- All “real world” asset classes could be tokenized in the form of NFT in five to ten years, said Founding Partner and COO of the digital asset service platform Matrixport.
- Compared to legacy systems, blockchain infrastructure is the better choice.
- A more streamlined financial system would result from it.
Cynthia Wu, Founding Partner and COO of digital asset service platform Matrixport, believe that in five to ten years, practically all “real world” asset classes could be tokenized in the form of a nonfungible token (NFT).
Wu stated that the ideal scenario for NFTs would involve the widespread depiction of real-world assets to be kept and traded on-chain that eventually, all the major financial asset classes are going to be depicted on this innovative financial infrastructure [as well as] NFTs could be our tool to portray off-chain assets such as real estate deeds, equities, or bonds.
It would boost price discovery and transaction activity if these real-world assets were moved onto the blockchain because they would become “more liquid and marketable,” Wu stated.
But Wu also claimed that even though it’s great that we’ve produced over $2 trillion in digital native assets from Bitcoin (BTC), Ether (ETH), and other tokens on-chain, the only market segment to have produced NFT transaction activity has come from digital collectibles, that hasn’t really aided institutional implementation. Still, he believes that the tide will eventually turn, though.

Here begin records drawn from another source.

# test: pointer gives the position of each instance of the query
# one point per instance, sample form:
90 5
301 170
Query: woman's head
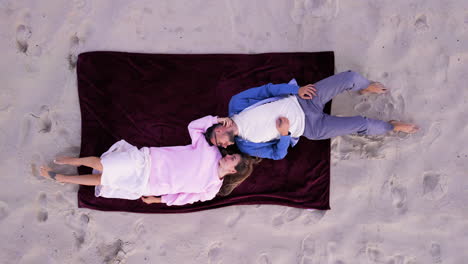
241 166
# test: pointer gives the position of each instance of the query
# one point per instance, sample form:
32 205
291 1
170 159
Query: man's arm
246 98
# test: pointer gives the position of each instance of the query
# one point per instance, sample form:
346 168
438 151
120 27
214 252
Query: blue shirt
275 149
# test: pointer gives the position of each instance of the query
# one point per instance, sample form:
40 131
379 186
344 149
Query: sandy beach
395 199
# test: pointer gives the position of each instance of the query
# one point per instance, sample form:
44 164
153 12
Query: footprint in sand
112 253
326 9
44 123
434 185
398 259
433 134
314 216
292 214
3 210
436 253
399 197
75 42
233 220
263 259
42 214
373 254
307 253
23 33
215 253
421 23
79 225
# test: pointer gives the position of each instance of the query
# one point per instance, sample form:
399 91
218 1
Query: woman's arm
151 199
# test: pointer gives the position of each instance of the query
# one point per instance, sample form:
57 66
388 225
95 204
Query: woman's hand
151 199
226 121
307 92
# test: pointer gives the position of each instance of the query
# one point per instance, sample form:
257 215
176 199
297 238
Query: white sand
394 199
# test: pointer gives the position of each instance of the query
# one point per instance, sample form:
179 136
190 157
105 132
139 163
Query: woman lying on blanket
171 175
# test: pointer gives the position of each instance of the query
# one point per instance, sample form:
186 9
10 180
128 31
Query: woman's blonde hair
243 170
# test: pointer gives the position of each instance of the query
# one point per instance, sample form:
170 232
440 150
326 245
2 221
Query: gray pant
319 125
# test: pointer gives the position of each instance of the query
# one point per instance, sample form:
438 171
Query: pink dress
180 175
186 174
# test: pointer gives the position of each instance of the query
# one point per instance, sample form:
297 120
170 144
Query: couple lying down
264 122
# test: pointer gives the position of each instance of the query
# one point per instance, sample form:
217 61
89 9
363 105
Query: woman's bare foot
67 161
404 127
47 172
374 87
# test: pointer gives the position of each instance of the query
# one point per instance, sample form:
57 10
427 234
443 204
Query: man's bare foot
374 87
404 127
47 172
66 161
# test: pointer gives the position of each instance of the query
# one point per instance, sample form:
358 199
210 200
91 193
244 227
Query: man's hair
209 133
243 170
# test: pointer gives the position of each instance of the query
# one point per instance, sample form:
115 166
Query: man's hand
282 124
307 92
150 199
226 121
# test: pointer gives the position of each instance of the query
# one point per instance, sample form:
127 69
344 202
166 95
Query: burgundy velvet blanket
149 99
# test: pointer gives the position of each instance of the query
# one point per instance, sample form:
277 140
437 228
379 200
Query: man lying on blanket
266 120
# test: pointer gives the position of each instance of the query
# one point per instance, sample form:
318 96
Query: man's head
219 135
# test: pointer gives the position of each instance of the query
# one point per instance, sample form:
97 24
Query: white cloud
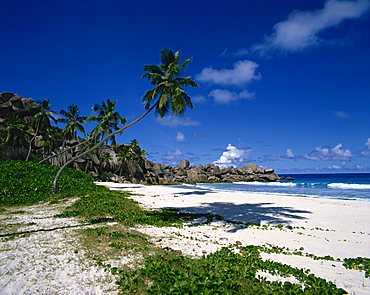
366 152
241 52
326 153
223 96
337 166
342 115
172 155
340 153
175 121
302 28
198 99
243 71
231 156
289 154
180 137
367 143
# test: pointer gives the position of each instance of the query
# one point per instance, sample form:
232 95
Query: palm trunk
55 182
30 145
63 151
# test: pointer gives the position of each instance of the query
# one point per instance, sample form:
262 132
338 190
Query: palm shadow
247 214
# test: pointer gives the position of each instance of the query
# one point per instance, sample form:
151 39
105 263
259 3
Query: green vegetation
359 263
106 205
223 272
167 95
24 183
113 243
233 270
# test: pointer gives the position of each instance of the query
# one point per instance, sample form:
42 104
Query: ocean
347 186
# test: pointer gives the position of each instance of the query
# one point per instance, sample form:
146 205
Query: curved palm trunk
30 144
63 151
55 182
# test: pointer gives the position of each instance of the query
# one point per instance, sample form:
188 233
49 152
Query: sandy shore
338 228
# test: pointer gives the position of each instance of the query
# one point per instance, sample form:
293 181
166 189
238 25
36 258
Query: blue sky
284 84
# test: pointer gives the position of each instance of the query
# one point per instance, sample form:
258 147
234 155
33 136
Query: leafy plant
223 272
29 182
359 263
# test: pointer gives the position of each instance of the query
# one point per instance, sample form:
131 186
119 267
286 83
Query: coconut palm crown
108 119
167 95
168 84
73 122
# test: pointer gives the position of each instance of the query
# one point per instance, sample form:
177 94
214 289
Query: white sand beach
339 228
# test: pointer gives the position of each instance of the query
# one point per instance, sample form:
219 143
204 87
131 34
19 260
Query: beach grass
232 270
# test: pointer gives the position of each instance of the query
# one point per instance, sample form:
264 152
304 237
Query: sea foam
349 186
266 183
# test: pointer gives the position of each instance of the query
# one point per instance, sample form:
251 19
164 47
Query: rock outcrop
154 173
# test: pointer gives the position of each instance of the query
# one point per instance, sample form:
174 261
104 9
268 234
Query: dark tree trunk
55 182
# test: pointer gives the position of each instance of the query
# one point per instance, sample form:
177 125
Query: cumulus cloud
289 154
232 156
342 115
180 137
337 166
326 153
367 143
243 72
302 28
198 99
172 155
175 121
366 152
241 52
223 96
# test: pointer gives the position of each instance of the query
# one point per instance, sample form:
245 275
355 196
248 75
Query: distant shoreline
313 226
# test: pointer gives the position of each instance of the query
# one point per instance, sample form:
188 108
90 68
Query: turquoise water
337 186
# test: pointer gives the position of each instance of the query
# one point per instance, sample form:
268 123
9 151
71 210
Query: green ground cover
227 271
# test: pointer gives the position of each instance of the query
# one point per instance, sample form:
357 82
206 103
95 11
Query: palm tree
108 119
41 120
13 132
167 94
130 152
73 122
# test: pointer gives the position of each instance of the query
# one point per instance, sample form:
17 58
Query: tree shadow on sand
245 214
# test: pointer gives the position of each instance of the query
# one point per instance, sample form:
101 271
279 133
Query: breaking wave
348 186
285 184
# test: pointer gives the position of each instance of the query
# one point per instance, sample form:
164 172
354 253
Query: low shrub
29 182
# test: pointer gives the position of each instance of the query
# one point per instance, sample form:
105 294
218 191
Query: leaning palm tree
74 122
13 132
167 94
109 120
41 120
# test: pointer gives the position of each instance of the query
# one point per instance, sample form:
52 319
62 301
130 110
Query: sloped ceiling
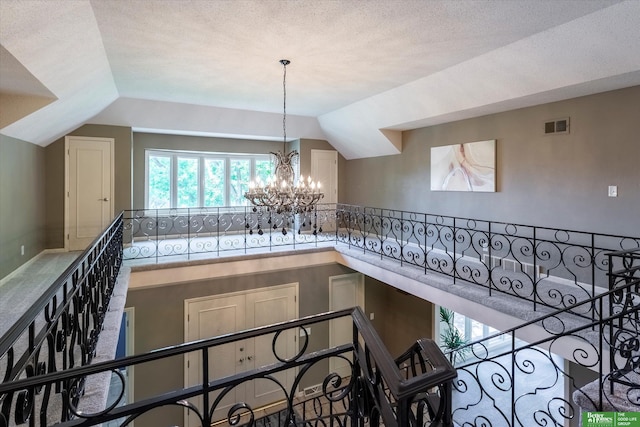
361 72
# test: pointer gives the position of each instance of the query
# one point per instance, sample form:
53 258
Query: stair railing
523 384
376 388
60 330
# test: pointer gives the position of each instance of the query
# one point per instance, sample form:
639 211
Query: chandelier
281 194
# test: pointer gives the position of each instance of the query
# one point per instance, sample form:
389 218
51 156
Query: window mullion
174 180
227 180
200 181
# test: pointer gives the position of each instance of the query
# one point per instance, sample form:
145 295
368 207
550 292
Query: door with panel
218 315
324 169
266 308
90 183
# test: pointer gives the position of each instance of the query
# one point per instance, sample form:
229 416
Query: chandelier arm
282 195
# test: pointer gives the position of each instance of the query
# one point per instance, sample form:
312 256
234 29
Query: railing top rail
18 328
538 227
172 351
541 319
398 386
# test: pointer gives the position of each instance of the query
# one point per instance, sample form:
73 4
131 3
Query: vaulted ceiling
361 71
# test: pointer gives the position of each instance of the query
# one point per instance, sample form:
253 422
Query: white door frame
360 302
314 173
111 142
295 285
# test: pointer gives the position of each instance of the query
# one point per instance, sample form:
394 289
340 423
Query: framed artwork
464 167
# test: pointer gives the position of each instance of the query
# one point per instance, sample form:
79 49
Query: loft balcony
575 295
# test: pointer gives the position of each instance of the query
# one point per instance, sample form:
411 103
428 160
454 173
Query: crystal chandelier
281 194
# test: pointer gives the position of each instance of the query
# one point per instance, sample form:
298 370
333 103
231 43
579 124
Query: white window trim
201 156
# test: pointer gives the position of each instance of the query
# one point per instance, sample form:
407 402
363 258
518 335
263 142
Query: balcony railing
523 384
60 330
545 266
376 388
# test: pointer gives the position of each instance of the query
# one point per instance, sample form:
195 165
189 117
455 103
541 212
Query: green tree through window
178 179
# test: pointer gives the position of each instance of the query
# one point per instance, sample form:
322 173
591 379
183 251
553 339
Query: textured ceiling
361 71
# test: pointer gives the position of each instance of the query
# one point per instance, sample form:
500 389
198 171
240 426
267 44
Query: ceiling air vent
557 126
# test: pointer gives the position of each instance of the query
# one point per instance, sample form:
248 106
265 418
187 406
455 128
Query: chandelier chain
284 103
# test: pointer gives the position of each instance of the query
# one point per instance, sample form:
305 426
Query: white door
324 169
218 315
90 189
345 291
212 317
264 308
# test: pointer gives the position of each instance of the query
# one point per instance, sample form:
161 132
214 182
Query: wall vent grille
557 126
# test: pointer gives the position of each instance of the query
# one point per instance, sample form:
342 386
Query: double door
219 315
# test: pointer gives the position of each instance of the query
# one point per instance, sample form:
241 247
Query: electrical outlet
302 334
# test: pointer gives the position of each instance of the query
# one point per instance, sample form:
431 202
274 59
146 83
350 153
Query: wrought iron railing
624 337
376 388
548 267
192 233
60 330
524 384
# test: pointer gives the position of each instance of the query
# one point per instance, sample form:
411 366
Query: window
179 179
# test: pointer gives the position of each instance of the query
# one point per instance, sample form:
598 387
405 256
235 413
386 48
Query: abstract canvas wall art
464 167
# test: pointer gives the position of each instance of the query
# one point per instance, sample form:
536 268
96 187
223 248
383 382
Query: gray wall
146 141
306 145
558 181
22 202
55 159
400 319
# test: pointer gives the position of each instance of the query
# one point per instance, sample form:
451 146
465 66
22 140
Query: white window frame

The entire value of tokenized illiquid assets may reach $16.1 trillion by 2030, according to a report from Boston Consulting Group (BCG) earlier this month. According to BCG, pre-initial public offering (IPO), real estate, private debt, and revenue from small to medium-sized firms will account for a large portion of this tokenization.
Wu added that while financial institutions have expressed interest in the tokenization of real-world assets, some have been a little hesitant to abandon the old systems that have served them well for so long.